Box set treatment for runners-up to Temptations, Four Tops and O'Jays in soul giants league
Either you can see this three-CD package as a potted history of black American music from doo wop to electro-funk via Motown, Philly and disco?because that’s the ground The Spinners cover here?or simply as a showcase for their sublime recordings with Thom Bell, plus a bunch of filler. There’s no denying the jejune appeal of 1961’s “That’s What Girls Are Made Of”, nor the infectiousness of the much-sampled “It’s A Shame” from 1970, and even later team-ups with the juicy, fruity Mtume are not the dads-go-trendy embarrassments that they might have been.

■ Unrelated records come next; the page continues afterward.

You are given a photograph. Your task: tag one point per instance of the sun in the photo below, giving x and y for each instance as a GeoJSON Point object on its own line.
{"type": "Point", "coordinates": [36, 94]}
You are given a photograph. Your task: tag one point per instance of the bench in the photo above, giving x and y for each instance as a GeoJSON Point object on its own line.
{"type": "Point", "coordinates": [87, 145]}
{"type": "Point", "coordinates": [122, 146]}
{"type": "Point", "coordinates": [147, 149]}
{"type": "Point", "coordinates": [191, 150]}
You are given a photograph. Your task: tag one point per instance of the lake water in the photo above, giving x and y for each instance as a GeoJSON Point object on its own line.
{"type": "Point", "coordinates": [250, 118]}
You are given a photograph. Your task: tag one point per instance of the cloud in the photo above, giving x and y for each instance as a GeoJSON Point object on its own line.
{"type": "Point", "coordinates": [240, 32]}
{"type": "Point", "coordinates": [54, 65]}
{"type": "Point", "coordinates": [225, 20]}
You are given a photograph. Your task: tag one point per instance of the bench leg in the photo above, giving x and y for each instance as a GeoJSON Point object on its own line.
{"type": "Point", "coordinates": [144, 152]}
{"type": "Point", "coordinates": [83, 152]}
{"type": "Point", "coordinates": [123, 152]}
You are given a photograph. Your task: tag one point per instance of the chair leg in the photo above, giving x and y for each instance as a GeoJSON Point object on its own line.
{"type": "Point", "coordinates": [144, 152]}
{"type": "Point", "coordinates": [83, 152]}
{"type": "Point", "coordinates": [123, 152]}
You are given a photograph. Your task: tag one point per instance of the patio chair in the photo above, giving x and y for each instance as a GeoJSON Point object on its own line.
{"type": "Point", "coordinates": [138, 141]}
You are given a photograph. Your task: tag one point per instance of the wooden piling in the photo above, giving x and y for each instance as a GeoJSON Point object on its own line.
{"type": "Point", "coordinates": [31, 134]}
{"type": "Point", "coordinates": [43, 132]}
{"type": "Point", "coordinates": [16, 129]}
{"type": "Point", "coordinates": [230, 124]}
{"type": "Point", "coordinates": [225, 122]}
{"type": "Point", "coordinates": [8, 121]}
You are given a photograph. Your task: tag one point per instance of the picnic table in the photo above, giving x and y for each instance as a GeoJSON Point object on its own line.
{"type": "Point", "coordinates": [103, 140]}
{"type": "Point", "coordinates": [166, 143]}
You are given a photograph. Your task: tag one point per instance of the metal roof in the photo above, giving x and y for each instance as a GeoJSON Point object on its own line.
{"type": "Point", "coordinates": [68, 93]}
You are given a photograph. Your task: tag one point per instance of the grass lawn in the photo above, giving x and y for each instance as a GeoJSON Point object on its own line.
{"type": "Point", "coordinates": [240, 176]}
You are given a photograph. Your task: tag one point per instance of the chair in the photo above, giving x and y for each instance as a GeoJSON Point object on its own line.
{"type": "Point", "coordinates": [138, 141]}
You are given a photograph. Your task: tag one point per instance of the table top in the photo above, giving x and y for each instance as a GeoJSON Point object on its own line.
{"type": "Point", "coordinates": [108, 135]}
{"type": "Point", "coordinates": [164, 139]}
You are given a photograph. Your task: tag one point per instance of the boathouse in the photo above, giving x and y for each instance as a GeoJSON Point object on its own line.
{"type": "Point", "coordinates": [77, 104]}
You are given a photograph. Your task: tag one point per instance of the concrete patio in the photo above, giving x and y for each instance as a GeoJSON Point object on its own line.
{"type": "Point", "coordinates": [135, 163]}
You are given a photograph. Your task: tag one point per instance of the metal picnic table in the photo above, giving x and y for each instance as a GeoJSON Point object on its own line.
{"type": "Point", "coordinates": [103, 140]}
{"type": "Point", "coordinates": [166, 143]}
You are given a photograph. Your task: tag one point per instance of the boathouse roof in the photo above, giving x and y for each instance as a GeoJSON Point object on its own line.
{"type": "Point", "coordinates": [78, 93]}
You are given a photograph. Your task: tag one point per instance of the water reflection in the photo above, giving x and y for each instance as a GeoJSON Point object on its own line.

But the crucial stuff remains The Spinners’ summit encounters with Burt Blackarach himself, the aforementioned Mr Bell who, after inventing symphonic angst for The Delfonics and The Stylistics, evolved a more mature style for these doyens of Detroit vocal harmony. From 1972’s “Could It Be I’m Falling In Love” to 1979’s “Are You Ready For Love” (that recent No 1 for Elton John), Bell used flugelhorns, oboes and French horns to enhance Philippe Wynne’s gentle tenor voice, providing a rich avant-lush backdrop for these soft paradigms of adult male heartache.